Les nombreux avantages de la culture sur buttes

 Les avantages de la culture sur buttes sont relativement identiques à ceux procurés par l'édification de potagers en carrés. Atout supplémentaire, qu'il s'agisse de buttes pérennes ou provisoires, leur réalisation demande moins de matériaux extérieurs, pas plus que d'éventuels talents en menuiserie, tressage ou maçonnerie. 

 Les buttes permettent :

 - d'accélérer le réchauffement du sol : les rayons du soleil viennent taper en oblique sur toute la surface aérienne. Le gain de chaleur n'est pas négligeable : on l'estime à 2 à 4° C;

 - de favoriser le drainage : l'eau pénètre et, surtout, s'évacue mieux ; 

 - de limiter les pertes en eau : pour les jardiniers qui ont des terres très sableuses et qui ont du mal à maintenir un sol suffisamment frais en été, des buttes annuelles accéléreraient les pertes en eau, mais des buttes pérennes, montées en accumulant des couches de matière organique au fort pouvoir absorbant, comme le compost, permettent au contraire de les limiter ; 

 - de faciliter le développement racinaire : quels que soient la méthode et le type de buttes retenus; le sol devient plus meuble et moins sensible au tassement ; 

 - de diminuer les besoins de puissance mécanique ou manuelle : d'un point de vue mécanique, il faut refaçonner tous les ans les buttes saisonnières. Cela nécessite beaucoup moins de puissance pour relever le sol que descendre et labourer ou décomptacter en profondeur. Il en va de même manuellement. Dans une terre régulièrement travaillée et relativement meuble, il est finalement moins pénible de rehausser le sol que de le travailler en profondeur.  

 De manière plus flagrante encore, l'arrachage des légumes-racines, sans devenir un jeu d'enfants, s'en trouve largement facilité; 

 - d'éviter l'inversion des couches : même si de plus en plus de jardiniers ont abandonné le travail du sol en profondeur avec retournement et risque d'inversion des couches, la question ne se pose même pas avec cette technique : l'ordre des couches est respecté ; 

 - de créer des passe-pieds naturels : petit avantage concrêt supplémentaire, une butte est visuellement clairement identifiée comme un espace cultivé sur lequel on ne doit pas poser les pieds ! 

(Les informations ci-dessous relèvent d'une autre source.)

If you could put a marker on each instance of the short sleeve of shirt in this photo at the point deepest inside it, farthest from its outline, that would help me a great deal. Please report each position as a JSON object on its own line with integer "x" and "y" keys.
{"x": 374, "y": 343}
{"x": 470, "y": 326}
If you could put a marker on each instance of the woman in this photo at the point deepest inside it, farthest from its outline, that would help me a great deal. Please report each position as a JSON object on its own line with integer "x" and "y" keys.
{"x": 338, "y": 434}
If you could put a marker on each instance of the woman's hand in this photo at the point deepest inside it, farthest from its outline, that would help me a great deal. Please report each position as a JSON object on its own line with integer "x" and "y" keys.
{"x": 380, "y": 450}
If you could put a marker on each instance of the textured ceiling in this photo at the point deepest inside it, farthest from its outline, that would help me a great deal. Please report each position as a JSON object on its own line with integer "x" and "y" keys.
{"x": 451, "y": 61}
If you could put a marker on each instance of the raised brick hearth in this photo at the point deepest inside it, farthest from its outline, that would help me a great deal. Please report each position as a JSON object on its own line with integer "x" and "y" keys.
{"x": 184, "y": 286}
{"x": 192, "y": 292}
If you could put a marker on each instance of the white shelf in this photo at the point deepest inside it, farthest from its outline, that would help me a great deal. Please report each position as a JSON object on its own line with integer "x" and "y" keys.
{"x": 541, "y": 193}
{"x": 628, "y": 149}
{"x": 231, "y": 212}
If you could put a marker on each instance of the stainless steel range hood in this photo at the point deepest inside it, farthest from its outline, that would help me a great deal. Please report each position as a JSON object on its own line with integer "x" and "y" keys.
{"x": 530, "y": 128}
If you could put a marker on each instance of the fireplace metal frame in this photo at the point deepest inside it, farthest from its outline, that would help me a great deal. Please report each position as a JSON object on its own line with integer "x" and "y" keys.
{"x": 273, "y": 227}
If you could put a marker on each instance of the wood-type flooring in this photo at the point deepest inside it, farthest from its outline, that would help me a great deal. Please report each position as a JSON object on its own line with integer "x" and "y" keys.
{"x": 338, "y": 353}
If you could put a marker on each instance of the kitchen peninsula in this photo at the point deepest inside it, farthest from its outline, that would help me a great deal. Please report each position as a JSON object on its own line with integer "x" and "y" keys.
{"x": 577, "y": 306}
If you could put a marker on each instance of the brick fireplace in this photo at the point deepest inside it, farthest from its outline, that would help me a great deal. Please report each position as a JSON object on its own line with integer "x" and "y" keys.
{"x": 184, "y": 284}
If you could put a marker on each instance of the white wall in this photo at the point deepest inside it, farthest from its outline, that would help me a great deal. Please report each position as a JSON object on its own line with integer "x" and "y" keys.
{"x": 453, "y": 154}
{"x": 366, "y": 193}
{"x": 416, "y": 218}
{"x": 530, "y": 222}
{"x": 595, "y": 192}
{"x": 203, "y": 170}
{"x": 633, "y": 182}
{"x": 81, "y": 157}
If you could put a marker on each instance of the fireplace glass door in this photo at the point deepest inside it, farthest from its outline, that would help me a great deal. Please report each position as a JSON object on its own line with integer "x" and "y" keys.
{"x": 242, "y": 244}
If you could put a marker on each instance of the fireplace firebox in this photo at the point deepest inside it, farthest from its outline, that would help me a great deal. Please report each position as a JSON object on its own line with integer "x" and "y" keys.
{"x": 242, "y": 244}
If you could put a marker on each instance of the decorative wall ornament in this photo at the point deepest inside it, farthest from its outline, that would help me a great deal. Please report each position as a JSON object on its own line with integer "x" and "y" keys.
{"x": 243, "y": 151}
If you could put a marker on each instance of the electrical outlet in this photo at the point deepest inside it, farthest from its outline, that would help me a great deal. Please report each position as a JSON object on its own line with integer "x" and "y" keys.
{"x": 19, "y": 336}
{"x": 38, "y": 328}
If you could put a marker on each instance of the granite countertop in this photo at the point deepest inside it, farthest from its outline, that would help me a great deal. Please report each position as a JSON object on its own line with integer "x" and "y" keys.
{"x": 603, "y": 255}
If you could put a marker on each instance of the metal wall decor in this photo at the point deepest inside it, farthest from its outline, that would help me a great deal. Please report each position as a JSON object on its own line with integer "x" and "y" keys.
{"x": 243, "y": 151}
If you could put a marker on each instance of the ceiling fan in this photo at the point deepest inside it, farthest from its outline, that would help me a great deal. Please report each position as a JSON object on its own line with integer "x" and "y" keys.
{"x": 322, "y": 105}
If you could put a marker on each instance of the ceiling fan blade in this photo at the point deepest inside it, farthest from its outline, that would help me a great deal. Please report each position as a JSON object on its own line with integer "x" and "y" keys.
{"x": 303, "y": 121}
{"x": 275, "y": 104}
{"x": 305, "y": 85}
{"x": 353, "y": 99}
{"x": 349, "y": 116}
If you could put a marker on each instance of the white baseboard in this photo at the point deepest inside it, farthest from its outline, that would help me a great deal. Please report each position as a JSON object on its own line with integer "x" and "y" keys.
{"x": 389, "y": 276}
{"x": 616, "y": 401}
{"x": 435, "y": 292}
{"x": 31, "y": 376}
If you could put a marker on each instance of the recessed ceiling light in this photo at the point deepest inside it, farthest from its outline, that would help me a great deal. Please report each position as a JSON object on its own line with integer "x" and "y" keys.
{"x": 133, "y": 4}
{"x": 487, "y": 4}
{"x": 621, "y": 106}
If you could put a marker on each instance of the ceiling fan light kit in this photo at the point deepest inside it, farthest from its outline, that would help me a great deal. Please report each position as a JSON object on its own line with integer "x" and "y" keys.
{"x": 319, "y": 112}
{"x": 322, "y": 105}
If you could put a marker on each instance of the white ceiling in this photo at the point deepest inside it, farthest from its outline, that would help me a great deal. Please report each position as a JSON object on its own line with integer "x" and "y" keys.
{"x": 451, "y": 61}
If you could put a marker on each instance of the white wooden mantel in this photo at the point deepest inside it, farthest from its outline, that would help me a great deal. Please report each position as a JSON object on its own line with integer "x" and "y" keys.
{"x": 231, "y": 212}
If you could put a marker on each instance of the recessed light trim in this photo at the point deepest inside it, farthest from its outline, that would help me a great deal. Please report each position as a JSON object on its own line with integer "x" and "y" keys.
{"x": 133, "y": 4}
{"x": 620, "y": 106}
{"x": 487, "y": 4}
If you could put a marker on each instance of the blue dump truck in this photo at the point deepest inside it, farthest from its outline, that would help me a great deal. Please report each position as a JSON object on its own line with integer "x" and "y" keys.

 - de faire un faux semis : propre aux buttes annuelles, le simple fait de travailler le sol avant de semer ou planter crée un boulversement de la surface et permet de faire un faux semis bien appréciable ; 

 - de cultiver toute l'année : ressuyant rapidement, les buttes pérennes avec leurs allées stabilisées ou semées permettent d'y travailler même après de fortes pluies.  

Quelques inconvénients à la culture sur butte

 - apporter : même si on privilégiera toujours les matériaux disponibles chez soi, la constitution de buttes pérennes requiert malgré tout d'amener de grosses quantités de matière qu'il est rare d'avoir à disposition dans son jardin ; 

 - bien arroser : le contrôle de l'irrigation n'est pas forcément facile, particulièrement après le printemps. Le risque de laisser sécher le coeur de la butte et d'avoir par la suite du mal à le réhumidifier est grand ; 

 - surveiller : attention ça pousse ! 

 Incontestablement, ces petits édifices sont très "poussants". Si vos légumes vont pouvoir s'y épanouir, les adventices ne manqueront pas de faire de même. Plus encore que la culture en planches, la culture sur buttes demande un suivi très régulier au début pour donner ensuite toute sa mesure ; 

 - travailler dans la durée : les buttes étant forcément de dimensiosn un peu restreintes et en permanence cultivées, il faudra être particulièrement attentit à bien les "alimenter" au fil du temps - en compost et emendements bien sûr, mais aussi en paillage, BRF, etc. 

 - noter : un espace aussi délimité demande de la rigueur dans les rotations. Notez bien l'emplacement de vos cultures d'une année sur l'autre.